Oggi in Italia circa 9mila pazienti sono in lista d’attesa per un trapianto d’organo. Di queste circa 1000 aspettano un trapianto di fegato, e le iscrizioni sono circa il doppio.  Il tempo medio di attesa prima di ricevere un fegato è di circa due anni e il 7,3% degli iscritti muore prima di ricevere il trapianto. Nonostante i trapianti di fegato siano passati dai 685 del 1999 ai 1019-986 del 2011-2012 c’è ancora molto da fare, soprattutto per sensibilizzare i cittadini alla donazione (dati Associazione italiana per la donazione d’organi, tessuti e cellule, Aido).

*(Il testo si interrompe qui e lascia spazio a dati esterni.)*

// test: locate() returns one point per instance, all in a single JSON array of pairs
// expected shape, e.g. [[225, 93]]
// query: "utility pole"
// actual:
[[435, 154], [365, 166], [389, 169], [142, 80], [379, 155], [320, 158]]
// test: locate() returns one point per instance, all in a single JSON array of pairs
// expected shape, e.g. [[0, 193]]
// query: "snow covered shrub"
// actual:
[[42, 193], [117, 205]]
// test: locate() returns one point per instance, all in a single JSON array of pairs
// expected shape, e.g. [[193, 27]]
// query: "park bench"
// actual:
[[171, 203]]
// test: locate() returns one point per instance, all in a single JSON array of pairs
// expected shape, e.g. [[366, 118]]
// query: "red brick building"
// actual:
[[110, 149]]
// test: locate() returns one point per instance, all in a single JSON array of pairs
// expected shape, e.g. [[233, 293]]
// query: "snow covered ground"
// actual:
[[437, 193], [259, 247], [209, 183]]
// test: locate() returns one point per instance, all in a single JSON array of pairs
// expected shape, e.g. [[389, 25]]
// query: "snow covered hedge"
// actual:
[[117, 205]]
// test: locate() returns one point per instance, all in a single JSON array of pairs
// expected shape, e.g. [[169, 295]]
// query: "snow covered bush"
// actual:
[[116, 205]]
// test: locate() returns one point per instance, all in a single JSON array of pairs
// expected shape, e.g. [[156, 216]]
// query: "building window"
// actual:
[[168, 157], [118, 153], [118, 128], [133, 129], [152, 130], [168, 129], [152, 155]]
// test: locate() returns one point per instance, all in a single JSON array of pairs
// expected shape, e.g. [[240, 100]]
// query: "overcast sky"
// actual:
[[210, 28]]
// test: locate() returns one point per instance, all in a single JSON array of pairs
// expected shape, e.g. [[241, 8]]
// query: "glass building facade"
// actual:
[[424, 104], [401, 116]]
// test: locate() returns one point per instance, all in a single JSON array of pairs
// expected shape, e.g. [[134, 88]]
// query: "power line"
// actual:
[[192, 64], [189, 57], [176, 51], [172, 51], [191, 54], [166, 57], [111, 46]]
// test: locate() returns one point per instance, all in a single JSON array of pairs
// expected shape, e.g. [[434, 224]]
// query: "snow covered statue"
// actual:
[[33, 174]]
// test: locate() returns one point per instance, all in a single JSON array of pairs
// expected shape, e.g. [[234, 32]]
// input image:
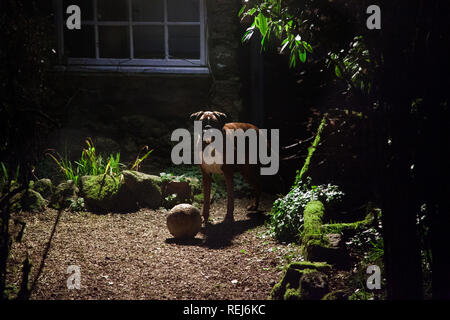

In generale secondo il report 2011 realizzato dal Centro Nazionale Trapianti i donatori sono aumentati, le lista di attesa diminuite e  gli Italiani si confermano ai primi posti in Europa per le donazioni d’organo, con 21,7 donatori per milione di abitanti. Davanti a noi solo la Spagna con 29,2 donatori e la Francia con 22,8. 

Fra tutti gli organi fegato e rene sono quelli più richiesti. Il fegato però ha il vantaggio di poter essere impiantato anche se proviene da un donatore anziano, se è in buone condizioni. Lo stesso non si può dire per il rene o per il cuore, che vista l’età media della nostra nazione, in continuo aumento, è limitato a pochi numeri. «Il fegato resta uno degli organi più importanti, anche perché da qualche tempo si sta assistendo a una crescita esponenziale di fegati cirrotici. I nostri pazienti nella maggior parte dei casi sono persone che hanno superato i 50 anni e hanno un carcinoma  epato-cellulare» conclude Filipponi. «Ma stanno crescendo anche i casi di soggetti più giovani, che assumono alcol e compromettono la salute del loro fegato già in giovane età. Diciamo che stiamo riprendendo il vizio della Francia e della Spagna dove si fanno gli happy hour o i rave, e in questo modo si creano le basi per la cirrosi».